Closed Bug 1056143 Opened 10 years ago Closed 10 years ago

use excess pandas to backfill broken production pandas

Categories

(Infrastructure & Operations :: RelOps: General, task)

x86
macOS
task
Not set
normal

Tracking

(Not tracked)

RESOLVED FIXED

People

(Reporter: arich, Unassigned)

References

Details

Attachments

(1 file)

This bug is to track the production pandas that are broken and the pandas that we're going to take out of other chassis (which will be moving into storage) to backfill the broken production chassis.

Coop, can you please start by providing a list of the "broken" pandas so we can determine which we want to backfill and which chassis we want to put into storage?
Flags: needinfo?(coop)
Blocks: 1056145
Van just did resolved the most recent panda recovery bug yesterday, so I'm putting a bunch of questionable pandas back into service today that may or may not hold up.

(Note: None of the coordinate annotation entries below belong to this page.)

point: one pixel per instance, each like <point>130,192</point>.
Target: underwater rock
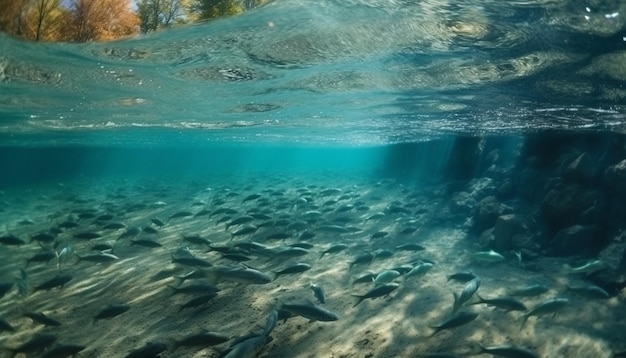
<point>574,240</point>
<point>582,169</point>
<point>564,204</point>
<point>462,202</point>
<point>487,212</point>
<point>615,178</point>
<point>508,226</point>
<point>486,238</point>
<point>506,190</point>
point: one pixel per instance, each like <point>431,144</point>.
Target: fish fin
<point>211,277</point>
<point>524,319</point>
<point>455,306</point>
<point>475,349</point>
<point>357,299</point>
<point>173,290</point>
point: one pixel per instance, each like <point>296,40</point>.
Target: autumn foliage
<point>74,20</point>
<point>104,20</point>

There are a few known-bad pandas I can add to the list today, but I want to see how those recovered pandas hold-up before adding ones from that list.
Flags: needinfo?(coop)
I've added the disabled pandas as dependencies, but here's a list in case that's easier:

* panda-0091
* panda-0126
* panda-0129
* panda-0157
* panda-0191
* panda-0219
* panda-0257
* panda-0370
* panda-0373
* panda-0460
* panda-0476
* panda-0490
* panda-0539
* panda-0584
* panda-0587
* panda-0592
* panda-0643
* panda-0647
* panda-0681
* panda-0726
* panda-0730
* panda-0731
* panda-0734
* panda-0736
* panda-0747
* panda-0749
* panda-0778
* panda-0797
* panda-0803
* panda-0807
* panda-0819
* panda-0832
* panda-0834
* panda-0835
* panda-0848

I'll mark them all for decomm in slavealloc and the relevant bugs.

Note: I may have more to add once I go through the list of "broken" pandas, i.e. pandas that are enabled but not reporting.
I've added panda-0588 to the list.
Blocks: panda-0588
Added:

* panda-0330
* panda-0344
* panda-0489
Added:

* panda-0052
* panda-0095
* panda-0107
* panda-0234
* panda-0294
* panda-0302
* panda-0337
* panda-0621
* panda-0664
* panda-0665
* panda-0674
That's good enough for now.

The only other pandas I worry about are marked in red as "broken" in slave health:

https://secure.pub.build.mozilla.org/builddata/reports/slave_health/slavetype.html?class=test&type=panda

That so many of them cluster around 117 days and 38 days since their last job makes me wonder whether a colo move (or similar large event) knocked a whole batch of good pandas offline.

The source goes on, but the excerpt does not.